La sociologia (volente o nolente, deliberatamente o automaticamente, come vado ripetendo) è costretta a minare le fondamenta su cui poggiano le credenze popolari nella «necessità» e nella «naturalità» delle cose, delle azioni, delle tendenze e dei processi. Smaschera le irrazionalità che hanno contribuito alla loro creazione e perduranza. Rivela le contingenze dietro le regole e le norme apparenti, e le alternative che si affollano attorno alla presunta unica possibilità (vale a dire, quella scelta a spese di tutte le altre). In conclusione il métier della sociologia è, per prendere a prestito l’allegoria di Milan Kundera, «strappare i sipari» che nascondono le realtà alla vista coprendole con le loro rappresentazioni fraudolente.

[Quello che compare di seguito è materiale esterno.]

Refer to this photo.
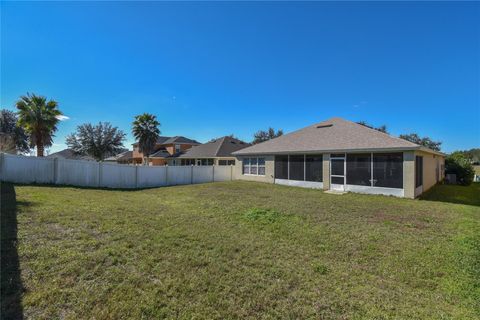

C’è sempre un pericolo, naturalmente, come Theodor Adorno continuava a ricordarci: quello che, perseguendo la parsimonia e l’eleganza dei suoi resoconti (uno dei criteri guida della perfezione scientifica), la teorizzazione sociologica possa attribuire alle realtà sociali una quota di «razionalità» molto maggiore di quella che di fatto possiedono; notiamo e ricordiamo che la «razionalità del mondo» è la versione moderna (e secolare) della teodicea. Il pericolo è indubbiamente lì, è difficile resistere a una simile lusinga, mentre la tentazione di cedervi è parte integrante della logica dell’impegno accademico […]
Zygmunt Bauman, “La scienza della libertà – A cosa serve la sociologia?”